The challenge of the Five Year Program is a spiritual one. Its true description as interpreted by the National Laymen’s Committee must be read in the deeds of the committee, not in the professions of its members.
The Five Year Program is a challenge to the organization efﬁciency of the denomination. We believe heartily in the fundamental idea of self-responsibility and in the application of this idea to the economic, political and sociological activities of mankind. We believe that organization is required to further eﬁectively any meritorious idea. We propose that in the Universalist Church the essential tenets of liberal Christianity shall have an efﬁcient and resilient exponent. The Five Year Program is but the instrument with which we are building an enterprise capable of assimilating and discharging the major responsibilities of to-morrow.

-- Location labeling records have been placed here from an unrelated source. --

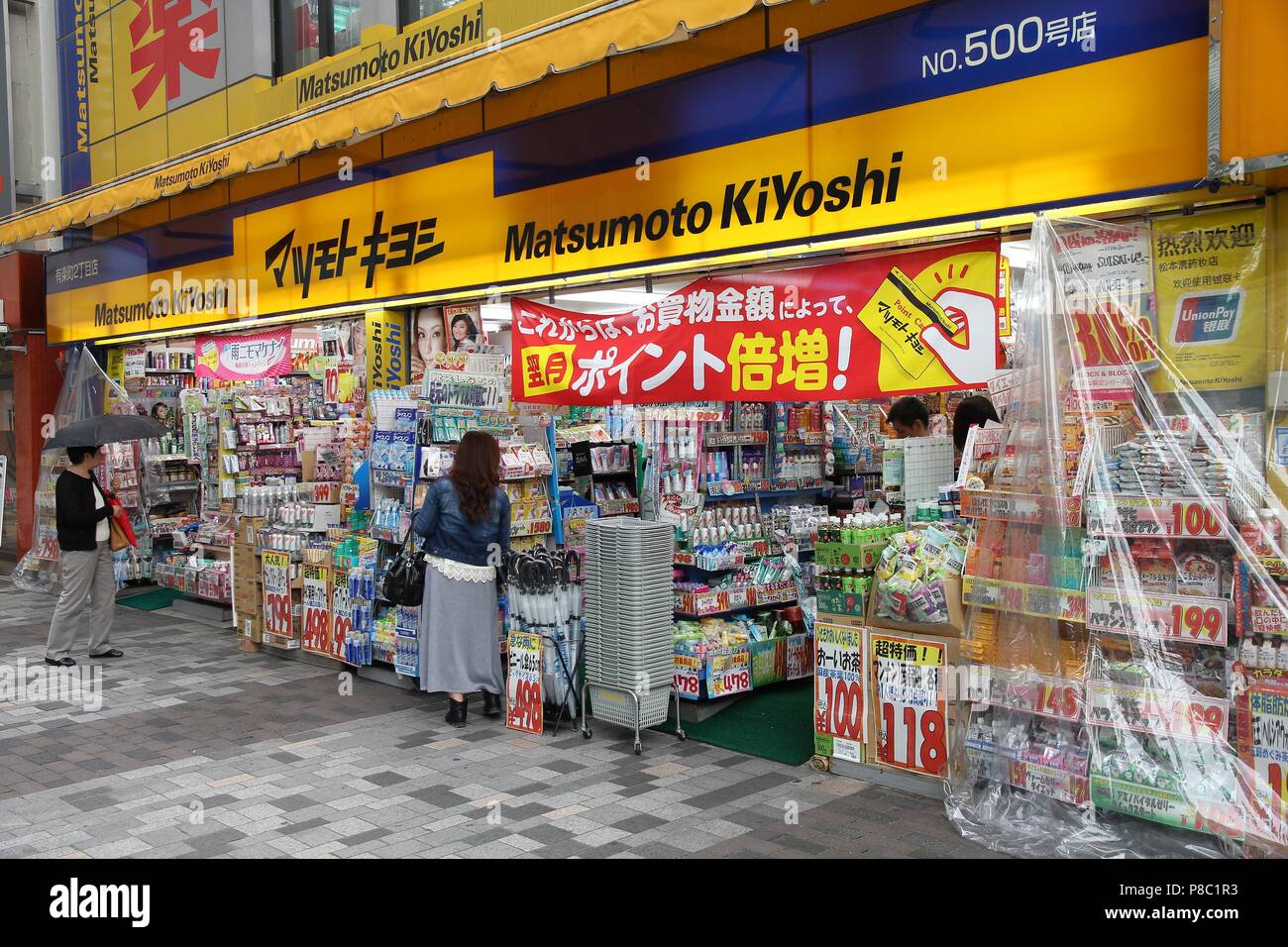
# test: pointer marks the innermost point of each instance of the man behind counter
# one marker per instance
(910, 418)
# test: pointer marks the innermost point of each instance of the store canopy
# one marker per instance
(571, 43)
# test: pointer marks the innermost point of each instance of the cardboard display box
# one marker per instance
(949, 629)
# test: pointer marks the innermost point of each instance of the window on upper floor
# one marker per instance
(305, 31)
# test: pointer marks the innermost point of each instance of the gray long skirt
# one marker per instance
(459, 633)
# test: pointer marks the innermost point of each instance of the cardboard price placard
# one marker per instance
(911, 709)
(317, 609)
(524, 709)
(277, 592)
(1184, 716)
(342, 611)
(1160, 617)
(840, 689)
(729, 674)
(1157, 515)
(1263, 748)
(918, 321)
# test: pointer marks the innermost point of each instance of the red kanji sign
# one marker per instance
(178, 42)
(918, 321)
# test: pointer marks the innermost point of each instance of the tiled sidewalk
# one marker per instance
(200, 750)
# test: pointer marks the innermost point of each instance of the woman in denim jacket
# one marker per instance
(465, 521)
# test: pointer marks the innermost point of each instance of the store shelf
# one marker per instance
(702, 604)
(1035, 600)
(734, 438)
(1059, 698)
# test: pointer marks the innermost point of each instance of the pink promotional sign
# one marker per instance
(244, 357)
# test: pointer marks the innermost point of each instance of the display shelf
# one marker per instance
(1059, 698)
(699, 604)
(1158, 616)
(1035, 600)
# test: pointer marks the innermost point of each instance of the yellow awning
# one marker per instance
(596, 33)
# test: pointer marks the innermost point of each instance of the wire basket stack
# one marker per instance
(629, 605)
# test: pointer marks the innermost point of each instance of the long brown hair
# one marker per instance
(477, 474)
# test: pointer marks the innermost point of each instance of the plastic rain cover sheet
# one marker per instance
(1119, 696)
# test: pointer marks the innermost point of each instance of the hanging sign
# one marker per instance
(1262, 729)
(277, 592)
(244, 357)
(1211, 275)
(317, 609)
(523, 685)
(918, 321)
(911, 702)
(840, 692)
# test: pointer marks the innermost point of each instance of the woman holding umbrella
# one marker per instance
(82, 512)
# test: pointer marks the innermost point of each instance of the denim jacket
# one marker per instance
(450, 535)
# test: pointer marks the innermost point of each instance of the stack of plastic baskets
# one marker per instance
(629, 607)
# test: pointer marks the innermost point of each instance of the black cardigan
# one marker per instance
(76, 514)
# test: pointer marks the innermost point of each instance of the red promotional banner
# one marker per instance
(897, 324)
(244, 357)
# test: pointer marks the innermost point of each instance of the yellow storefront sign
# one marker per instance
(443, 228)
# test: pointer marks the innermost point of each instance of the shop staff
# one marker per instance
(910, 418)
(465, 521)
(81, 513)
(973, 412)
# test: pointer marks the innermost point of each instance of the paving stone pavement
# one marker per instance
(198, 750)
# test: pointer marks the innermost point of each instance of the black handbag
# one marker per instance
(404, 579)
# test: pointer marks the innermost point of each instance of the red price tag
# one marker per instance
(526, 710)
(914, 738)
(841, 714)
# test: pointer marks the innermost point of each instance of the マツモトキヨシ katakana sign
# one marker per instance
(896, 324)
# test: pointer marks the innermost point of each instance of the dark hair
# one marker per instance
(477, 474)
(909, 411)
(973, 410)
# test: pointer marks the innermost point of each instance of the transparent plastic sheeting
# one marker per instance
(86, 392)
(1119, 735)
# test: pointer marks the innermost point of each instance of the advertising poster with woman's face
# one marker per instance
(464, 328)
(429, 338)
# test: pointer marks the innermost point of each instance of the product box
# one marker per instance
(849, 556)
(252, 628)
(844, 604)
(948, 629)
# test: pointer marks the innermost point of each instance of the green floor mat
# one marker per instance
(774, 723)
(151, 600)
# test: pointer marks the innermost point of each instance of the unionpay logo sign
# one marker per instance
(1207, 317)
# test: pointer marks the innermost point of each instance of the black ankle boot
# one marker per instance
(456, 711)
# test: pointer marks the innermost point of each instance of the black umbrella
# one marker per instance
(106, 429)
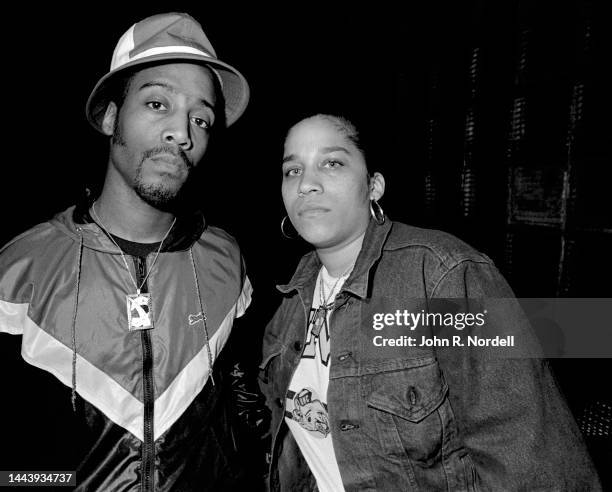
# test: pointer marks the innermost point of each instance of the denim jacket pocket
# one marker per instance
(411, 392)
(410, 410)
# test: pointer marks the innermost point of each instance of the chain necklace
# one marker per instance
(139, 305)
(320, 316)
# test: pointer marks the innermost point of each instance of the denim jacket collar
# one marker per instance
(357, 283)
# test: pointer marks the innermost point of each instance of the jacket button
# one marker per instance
(344, 356)
(412, 395)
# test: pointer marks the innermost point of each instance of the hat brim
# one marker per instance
(234, 86)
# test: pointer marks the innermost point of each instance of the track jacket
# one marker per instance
(150, 417)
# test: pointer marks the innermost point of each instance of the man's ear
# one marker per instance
(377, 186)
(108, 123)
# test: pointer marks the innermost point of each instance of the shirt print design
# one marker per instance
(306, 408)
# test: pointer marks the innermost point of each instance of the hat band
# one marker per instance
(161, 50)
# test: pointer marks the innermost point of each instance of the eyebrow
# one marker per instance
(329, 150)
(171, 89)
(324, 150)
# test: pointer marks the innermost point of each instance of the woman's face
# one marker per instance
(325, 184)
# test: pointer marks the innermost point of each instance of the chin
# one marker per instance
(319, 237)
(157, 195)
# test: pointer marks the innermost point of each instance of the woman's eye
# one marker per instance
(201, 123)
(156, 105)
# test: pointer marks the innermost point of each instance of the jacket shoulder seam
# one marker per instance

Finally, the Five Year Program is a challenge to the individual good judgment of every Universalist, and to the collective good judgment of every Universalist parish. No external force can compel the approval of the Five Year Program by any individual or by any parish, nor compel the discharge of a quota without approval. The democracy of our spiritual heritage is at once our strength and our weakness. We acclaim our consciences the sole judges of our conduct. It is our responsibility to exercise our consciences and not permit them to atrophy. The National Laymen’s Committee invites you all to join its members in a tremendously interesting spiritual adventure.